Key manifestations and how to assess them
Pulling strength manifests in several ways important for climbing:
1. Explosive manifestation of pulling strength
This ability is crucial for fast and dynamic movements.
- With Complex Means (Sensorized Board): We can measure the Peak Maximum Force normalized by body weight (Maximum Peak Force N/Kg) generated in a normal explosive pull-up (allowing use and coordination of legs and torso). The average observed by Devise et al. is 15.1 ± 2.6 N/Kg. This parameter correlated best with performance (r=0.5).
- With Simple Means (Power Slap Test): The one-arm Power Slap test (measuring maximum reach) is reliable, though results may be overestimated in people with long arms or who train a lot on campus board.
- Reference ranges (Draper et al. 2011):
- Novice (<7a): <55 cm
- Intermediate (7a-8a): 55-70 cm
- Advanced and Elite (>8a): >70 cm
2. Maximum pulling strength: the force-velocity profile
The force-velocity profile illustrates the inverse relationship between force and contraction velocity. That is, the greater the force, the lower the velocity, and vice versa. Unlike other exercises, this profile is specific to each subject in pull-ups.
- How is it obtained? Several explosive pull-ups are performed with increasing loads (from body weight up to 1RM), simultaneously measuring vertical force and propulsive velocity. This requires a linear encoder and a sensorized multi-grip board.
- Key Parameters: F0 (theoretical maximum force at zero velocity), V0 (theoretical mean velocity at zero force), and the slope of the curve.
- 1RM (r=0.45), the slope (r=0.39), and F0 (r=0.43) correlate significantly with performance, while V0 does not.
- The slope of the curve is highly dependent on the climber and can indicate whether more work is needed on force or velocity. Elite boulderers have steeper slopes than lead climbers (-14.2 vs -10.5).
- Reference averages (Devise et al. 2023):
- Force-Velocity curve slope: 11.23 ± 3.25
- F0 (N/Kg): 17.95 ± 2.98
- V0 (m/s): 1.64 ± 0.23
- 1RM (% of body weight): 154% ± 20%
- With Simple Means: We can easily measure 1RM (the maximum weight for a single pull-up).
3. Pulling endurance
- With Simple Means (Maximum Number of Pull-Ups): A simple and reliable indicator of endurance is the maximum number of pull-ups with body weight. For validity, they should be performed without pauses between reps, chin over the bar, as quickly as possible, and allowing leg contraction (no kipping) for greater specificity. The average in the Devise et al. study was 22.8 ± 7.6 pull-ups.
Building your pulling strength profile
Just like with grip strength, we can create a profile of our different manifestations of pulling strength (maximal, explosive, endurance). This allows us to identify which are more developed and which need more attention in training, based on our goals and climber profile.

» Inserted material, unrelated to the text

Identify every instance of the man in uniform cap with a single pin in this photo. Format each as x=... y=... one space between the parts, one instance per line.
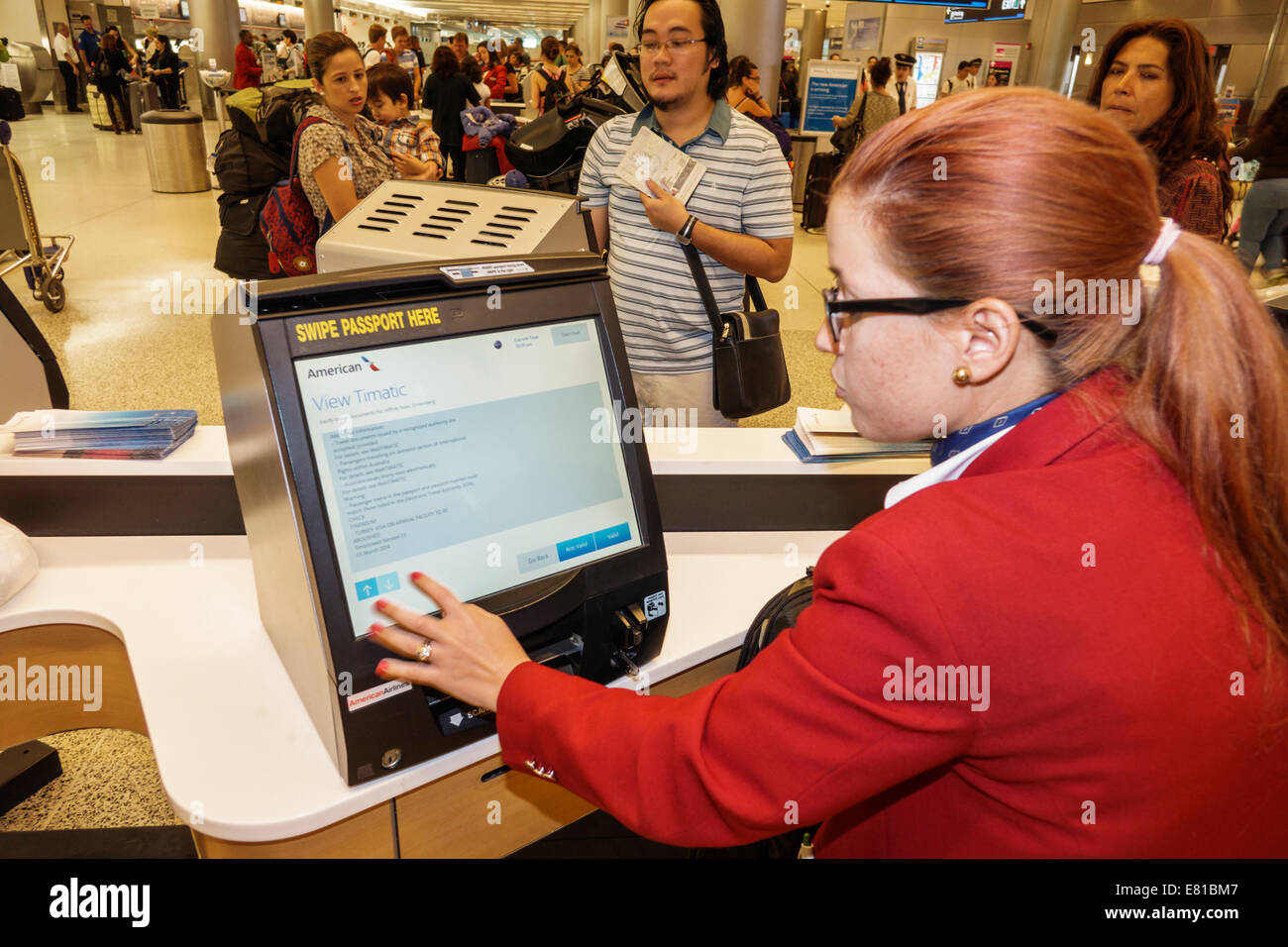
x=905 y=89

Test requirements and characteristics
- Relevance: The different manifestations of pulling strength are highly relevant in climbing and differentiate between subjects and disciplines.

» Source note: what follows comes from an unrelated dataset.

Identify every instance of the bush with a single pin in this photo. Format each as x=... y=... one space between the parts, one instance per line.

- Validity: They have construct validity (measure what they intend). However, their criterion validity (correlation with performance) is weaker than that of finger flexors.
- Reliability: Pulling tests usually have very high reliability.

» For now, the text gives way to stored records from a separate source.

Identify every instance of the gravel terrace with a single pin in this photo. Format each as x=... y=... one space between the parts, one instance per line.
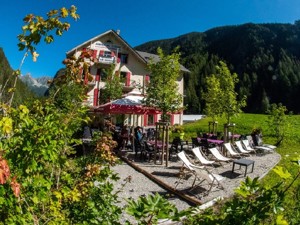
x=150 y=178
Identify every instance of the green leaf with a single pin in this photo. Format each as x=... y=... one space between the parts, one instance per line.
x=284 y=174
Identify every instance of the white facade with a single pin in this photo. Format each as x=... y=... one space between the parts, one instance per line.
x=107 y=49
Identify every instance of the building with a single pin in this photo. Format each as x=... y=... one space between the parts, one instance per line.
x=108 y=49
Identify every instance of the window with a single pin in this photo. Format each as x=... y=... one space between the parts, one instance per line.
x=123 y=57
x=103 y=75
x=150 y=120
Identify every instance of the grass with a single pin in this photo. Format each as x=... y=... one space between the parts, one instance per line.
x=288 y=149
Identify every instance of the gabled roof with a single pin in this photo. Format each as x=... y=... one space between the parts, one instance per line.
x=143 y=56
x=117 y=36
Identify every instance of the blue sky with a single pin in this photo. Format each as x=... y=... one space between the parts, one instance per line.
x=139 y=21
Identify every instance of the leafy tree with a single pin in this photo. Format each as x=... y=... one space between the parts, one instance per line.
x=41 y=180
x=221 y=98
x=36 y=28
x=278 y=122
x=162 y=91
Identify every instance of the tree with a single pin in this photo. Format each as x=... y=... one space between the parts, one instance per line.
x=162 y=91
x=41 y=182
x=278 y=122
x=220 y=97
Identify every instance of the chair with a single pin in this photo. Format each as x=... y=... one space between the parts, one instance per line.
x=148 y=151
x=174 y=149
x=259 y=143
x=201 y=174
x=195 y=142
x=263 y=148
x=201 y=158
x=230 y=149
x=241 y=149
x=247 y=146
x=220 y=158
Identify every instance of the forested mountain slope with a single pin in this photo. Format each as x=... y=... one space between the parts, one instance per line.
x=6 y=82
x=265 y=57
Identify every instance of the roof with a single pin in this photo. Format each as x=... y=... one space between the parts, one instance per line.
x=102 y=35
x=143 y=56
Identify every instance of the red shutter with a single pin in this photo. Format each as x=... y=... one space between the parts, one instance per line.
x=98 y=75
x=127 y=79
x=96 y=91
x=155 y=118
x=119 y=58
x=172 y=119
x=80 y=74
x=94 y=54
x=147 y=79
x=86 y=78
x=145 y=119
x=83 y=51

- Specificity: Although they reflect a basic climbing movement, they differ from real climbing (rarely without feet or with extra weight). The most climbing-specific tests often lack reliability and validity.
- Coherence-Prophylaxis (Safety): Most are simple and safe for all climber populations, except for those who cannot do a pull-up with their body weight, in which case it is clear that this needs to be developed.
Conclusion
Systematic assessment of pulling strength is an essential component of intelligent climbing training. By measuring explosive, maximal, and endurance pulling strength, whether with complex or simple means, we can get a clear picture of our capabilities. This information will allow us to personalize our training plan, focusing on the areas we most need to improve to keep progressing and mastering the vertical with greater efficiency and safety.